資料は、発行体により資金がグリーンプロジェクト、ソーシャルプロジェクト、サステナビリティプロジェクトに充当されることが公表されているものを集計。2、5、8、11月の各月10日(「休日」の場合は翌営業日)に、前々月までに起債された情報について掲載(初回のみ19年10月までの起債分を11月29日公表)している。
日証協によるSDGs債の定義は、調達資金がSDGs(持続可能な開発目標)に貢献する事業に充当され、中でも環境・社会へのポジティブなインパクトを有し、一般的にスタンダードとして認められている原則に沿った債券や、事業全体がSDGsに貢献すると考えられる機関が発行し、インパクト(改善効果)に関する情報開示が適切になされている債券を含むとしている。

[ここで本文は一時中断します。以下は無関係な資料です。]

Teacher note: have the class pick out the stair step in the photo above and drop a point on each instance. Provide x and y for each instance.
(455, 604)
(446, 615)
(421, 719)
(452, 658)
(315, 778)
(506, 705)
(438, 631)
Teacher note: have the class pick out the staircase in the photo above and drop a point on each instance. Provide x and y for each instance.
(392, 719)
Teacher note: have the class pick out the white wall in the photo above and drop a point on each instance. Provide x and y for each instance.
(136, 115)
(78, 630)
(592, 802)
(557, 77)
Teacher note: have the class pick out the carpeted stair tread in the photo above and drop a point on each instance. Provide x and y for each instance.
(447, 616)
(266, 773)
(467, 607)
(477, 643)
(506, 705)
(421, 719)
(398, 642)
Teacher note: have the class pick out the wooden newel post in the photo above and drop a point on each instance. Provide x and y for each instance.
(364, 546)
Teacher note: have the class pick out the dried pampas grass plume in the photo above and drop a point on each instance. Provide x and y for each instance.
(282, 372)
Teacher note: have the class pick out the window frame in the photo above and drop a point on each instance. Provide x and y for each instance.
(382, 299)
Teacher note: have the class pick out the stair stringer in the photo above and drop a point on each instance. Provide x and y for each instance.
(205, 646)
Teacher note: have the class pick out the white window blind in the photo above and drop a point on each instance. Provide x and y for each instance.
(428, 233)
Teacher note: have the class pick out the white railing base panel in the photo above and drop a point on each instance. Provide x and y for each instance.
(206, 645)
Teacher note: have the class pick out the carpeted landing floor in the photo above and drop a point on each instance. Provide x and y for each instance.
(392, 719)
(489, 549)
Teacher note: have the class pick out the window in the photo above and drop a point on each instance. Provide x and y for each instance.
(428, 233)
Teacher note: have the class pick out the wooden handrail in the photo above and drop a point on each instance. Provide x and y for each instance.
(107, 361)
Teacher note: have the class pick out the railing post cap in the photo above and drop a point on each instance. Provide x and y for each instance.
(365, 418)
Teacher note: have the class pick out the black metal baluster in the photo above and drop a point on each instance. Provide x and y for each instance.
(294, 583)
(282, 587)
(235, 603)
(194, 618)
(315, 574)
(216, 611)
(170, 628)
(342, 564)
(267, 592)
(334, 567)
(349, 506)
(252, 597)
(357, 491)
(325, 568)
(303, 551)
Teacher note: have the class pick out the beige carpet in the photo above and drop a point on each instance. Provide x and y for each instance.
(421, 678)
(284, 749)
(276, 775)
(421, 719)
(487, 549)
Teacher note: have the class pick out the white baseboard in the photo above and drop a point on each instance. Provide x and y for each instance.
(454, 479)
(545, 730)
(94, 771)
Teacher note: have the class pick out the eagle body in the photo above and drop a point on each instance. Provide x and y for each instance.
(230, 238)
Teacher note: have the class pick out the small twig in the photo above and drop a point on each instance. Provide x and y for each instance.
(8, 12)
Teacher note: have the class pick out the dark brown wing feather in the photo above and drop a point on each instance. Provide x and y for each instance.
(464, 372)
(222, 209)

なお、SDGs債は主に国内市場で用いられる呼称である。
原則とは、国際資本市場協会(ICMA)によるグリーンボンド原則、ソーシャルボンド原則、サステナビリティボンド・ガイドラインなどを指す。また、事業自体がSDGsに貢献すると考えられる機関としてはアジア開発銀行、国際復興開発銀行(世界銀行)、欧州復興開発銀行、米州開発銀行、国際金融公社、アフリカ開発銀行、欧州投資銀行、北欧投資銀行といった国際機関が挙げられている。